Map of life expectancy at birth from Global Education Project.

Wednesday, December 19, 2007

Morpheus

Last night I dreamed that some musician friends and I went down to the bottom of the ocean to play with John Coltrane. To get there, all we had to do was will ourselves to sink. At first, everybody was holding his breath but I realized we could breathe the water. It was a long way down. When we got there, the bottom was sandy. I was worried I might step on some life forms -- you could scarcely see as far as your feet -- but it was okay.

Pretty soon Trane showed up. I don't know how he knew we were there, and the ocean is mighty big, but somehow we were in the right place. He said sure, he'd jam with us. We started out with a standard blues. For some reason, we all just imitated the sound of our instruments with our voices -- only Trane really played. I guess my subconscious knew better than to have me blowing my sax with Trane. Anyway, he played straight ahead and didn't try to overwhelm us. Elvin Jones once said, to play with Trane, "You gotta be willing to die with the motherfucker," but Trane was cool, he was on our side.
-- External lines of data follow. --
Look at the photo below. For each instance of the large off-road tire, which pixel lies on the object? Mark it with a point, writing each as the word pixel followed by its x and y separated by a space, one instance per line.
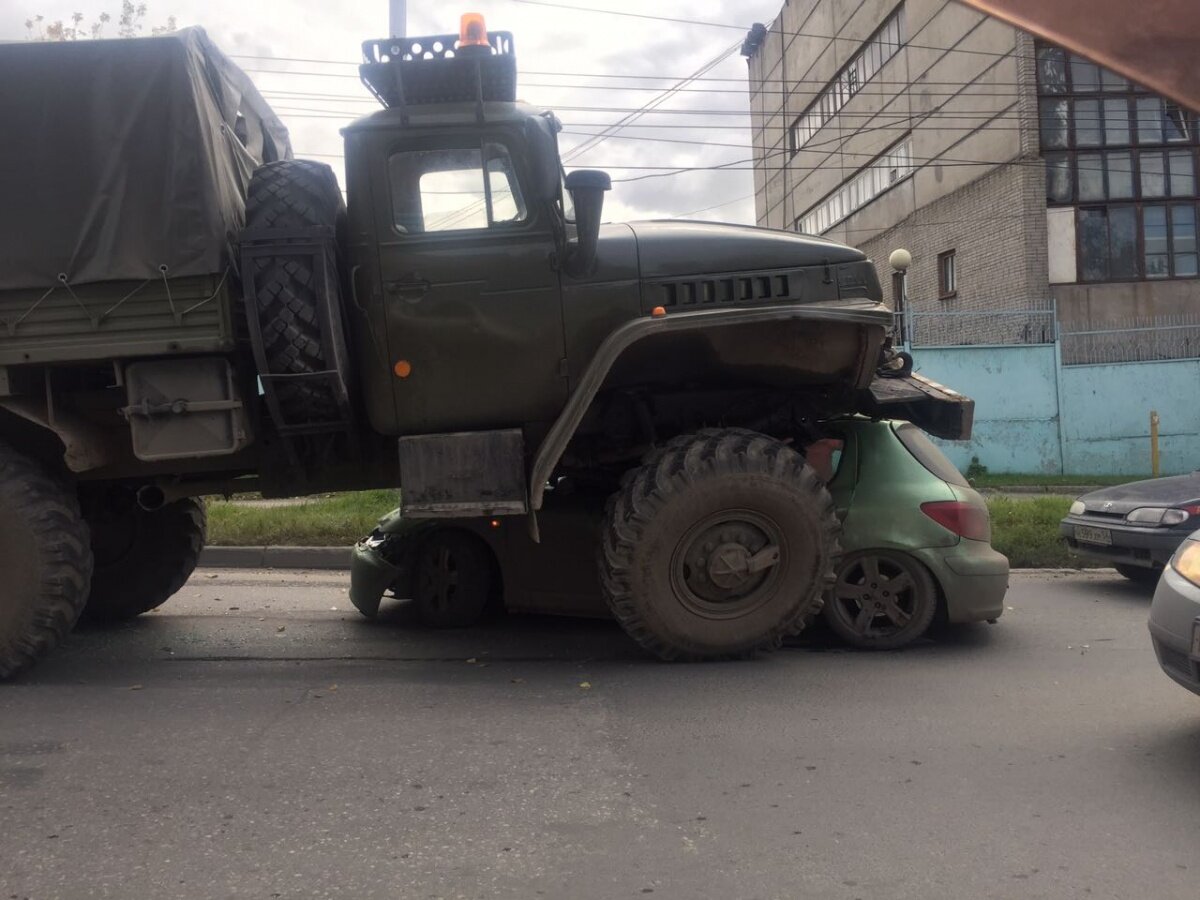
pixel 142 558
pixel 882 600
pixel 453 580
pixel 292 196
pixel 720 545
pixel 45 561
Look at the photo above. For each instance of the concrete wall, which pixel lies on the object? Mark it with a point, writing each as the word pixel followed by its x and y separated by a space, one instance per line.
pixel 957 105
pixel 997 228
pixel 1017 405
pixel 1036 415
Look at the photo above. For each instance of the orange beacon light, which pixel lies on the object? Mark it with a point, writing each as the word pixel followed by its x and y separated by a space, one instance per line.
pixel 472 30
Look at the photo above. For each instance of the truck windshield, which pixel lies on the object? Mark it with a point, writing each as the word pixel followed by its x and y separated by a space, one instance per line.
pixel 928 455
pixel 455 189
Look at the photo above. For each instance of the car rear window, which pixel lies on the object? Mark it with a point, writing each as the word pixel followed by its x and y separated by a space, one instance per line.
pixel 929 456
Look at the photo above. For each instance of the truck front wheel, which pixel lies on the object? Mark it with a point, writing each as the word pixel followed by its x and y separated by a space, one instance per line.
pixel 719 546
pixel 142 557
pixel 46 561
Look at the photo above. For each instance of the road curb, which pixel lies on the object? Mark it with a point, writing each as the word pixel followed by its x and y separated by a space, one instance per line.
pixel 334 558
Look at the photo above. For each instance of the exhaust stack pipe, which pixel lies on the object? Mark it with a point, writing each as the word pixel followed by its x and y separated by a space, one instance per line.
pixel 151 498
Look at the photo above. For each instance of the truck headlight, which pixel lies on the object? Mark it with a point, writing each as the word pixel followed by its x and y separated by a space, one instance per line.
pixel 1158 516
pixel 1187 561
pixel 1146 515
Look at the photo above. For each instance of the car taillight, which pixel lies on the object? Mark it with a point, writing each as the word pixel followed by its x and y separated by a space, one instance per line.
pixel 964 519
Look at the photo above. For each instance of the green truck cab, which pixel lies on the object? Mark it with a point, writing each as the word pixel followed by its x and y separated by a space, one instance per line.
pixel 202 313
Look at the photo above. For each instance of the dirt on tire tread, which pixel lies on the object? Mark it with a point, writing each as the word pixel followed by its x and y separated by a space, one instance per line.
pixel 51 511
pixel 673 467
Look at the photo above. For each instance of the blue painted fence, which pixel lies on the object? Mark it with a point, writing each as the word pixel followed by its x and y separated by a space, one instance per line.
pixel 1036 415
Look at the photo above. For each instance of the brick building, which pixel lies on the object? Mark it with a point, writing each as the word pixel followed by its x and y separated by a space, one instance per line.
pixel 1021 178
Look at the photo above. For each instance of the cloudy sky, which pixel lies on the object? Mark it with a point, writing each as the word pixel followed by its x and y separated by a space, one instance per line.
pixel 567 58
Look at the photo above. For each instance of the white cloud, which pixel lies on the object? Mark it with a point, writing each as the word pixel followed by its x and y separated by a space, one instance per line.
pixel 556 48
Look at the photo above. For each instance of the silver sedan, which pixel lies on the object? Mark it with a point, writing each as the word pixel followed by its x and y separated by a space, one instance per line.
pixel 1175 616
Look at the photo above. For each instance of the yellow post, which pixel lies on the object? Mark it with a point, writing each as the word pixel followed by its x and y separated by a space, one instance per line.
pixel 1153 443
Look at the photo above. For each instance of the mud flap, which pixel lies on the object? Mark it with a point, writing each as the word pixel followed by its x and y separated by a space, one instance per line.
pixel 933 407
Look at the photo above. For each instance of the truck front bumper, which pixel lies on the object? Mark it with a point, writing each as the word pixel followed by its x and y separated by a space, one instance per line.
pixel 371 575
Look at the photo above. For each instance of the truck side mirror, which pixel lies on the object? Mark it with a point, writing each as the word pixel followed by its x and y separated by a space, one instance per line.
pixel 547 172
pixel 587 189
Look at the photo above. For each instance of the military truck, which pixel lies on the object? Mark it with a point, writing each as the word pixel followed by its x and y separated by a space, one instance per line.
pixel 186 310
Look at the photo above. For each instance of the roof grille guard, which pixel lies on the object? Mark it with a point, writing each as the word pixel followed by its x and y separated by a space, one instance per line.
pixel 415 71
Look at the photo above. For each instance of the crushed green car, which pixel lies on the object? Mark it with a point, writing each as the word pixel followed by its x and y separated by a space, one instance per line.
pixel 915 538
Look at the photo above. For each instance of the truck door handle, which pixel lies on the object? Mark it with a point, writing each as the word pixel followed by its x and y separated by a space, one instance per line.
pixel 409 291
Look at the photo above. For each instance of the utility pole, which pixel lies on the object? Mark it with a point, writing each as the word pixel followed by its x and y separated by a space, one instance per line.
pixel 399 17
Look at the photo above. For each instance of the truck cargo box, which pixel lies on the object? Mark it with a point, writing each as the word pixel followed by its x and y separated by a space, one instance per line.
pixel 124 171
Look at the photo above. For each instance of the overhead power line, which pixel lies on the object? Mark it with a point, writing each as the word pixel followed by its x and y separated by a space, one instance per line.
pixel 743 29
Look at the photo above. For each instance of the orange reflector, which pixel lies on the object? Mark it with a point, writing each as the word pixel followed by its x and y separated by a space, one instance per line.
pixel 472 30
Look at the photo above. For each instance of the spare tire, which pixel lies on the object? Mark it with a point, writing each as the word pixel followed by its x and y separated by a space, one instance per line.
pixel 297 300
pixel 45 557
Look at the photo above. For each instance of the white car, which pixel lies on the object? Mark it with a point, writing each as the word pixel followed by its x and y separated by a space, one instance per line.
pixel 1175 616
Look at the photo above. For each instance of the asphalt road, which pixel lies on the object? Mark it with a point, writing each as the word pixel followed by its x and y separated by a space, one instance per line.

That was the end of the dream, but it got me thinking about John Coltrane. He died much too young, proximally of liver cancer, but it went back to his youthful heroin addiction. He probably had Hepatitis C, and nowadays they would have diagnosed him and probably saved his life, but that was then. Trane's was about the last life you'd want to be cut short. His playing had a restless, searching quality and so did the overall development of his music. He was always changing, always growing. Every year was a radical break from the last one, as he kept looking for the answer in music, the meaning of it all. That spiritual quest started with his struggle to kick his addiction, and ended only when it reached out from the past to kill him. But too many people don't succeed.

There happens to be a serious heroin epidemic in this country right now, that started when the U.S. deposed the Taliban government of Afghanistan and much of the country devolved into narco-fiefdoms. Cheap heroin has been flooding the West every since. According to the annual National Survey on Drug Use and Health, last year was particularly bad -- the prevalence of heroin abuse increased from .0006 to .0014.* That's probably not quite accurate but it's a horrific number.

We don't hear much about this because it doesn't fit with the narrative of the War on Terra, which was supposed to make us safer. This is just one more way it's killing our children.

*I originally misplaced the decimal points because of the odd way in which SAMHSA reported these numbers. These figures are volatile because they are based on a small number of respondents; in fact it's unlikely the prevalence really doubled in one year. But there is plenty of evidence that we've had an upward trend lately, and this does add to the weight of it. At first I didn't worry about the technicalities too much because I was making a qualitative point, but I realized I owe my readers more rigor.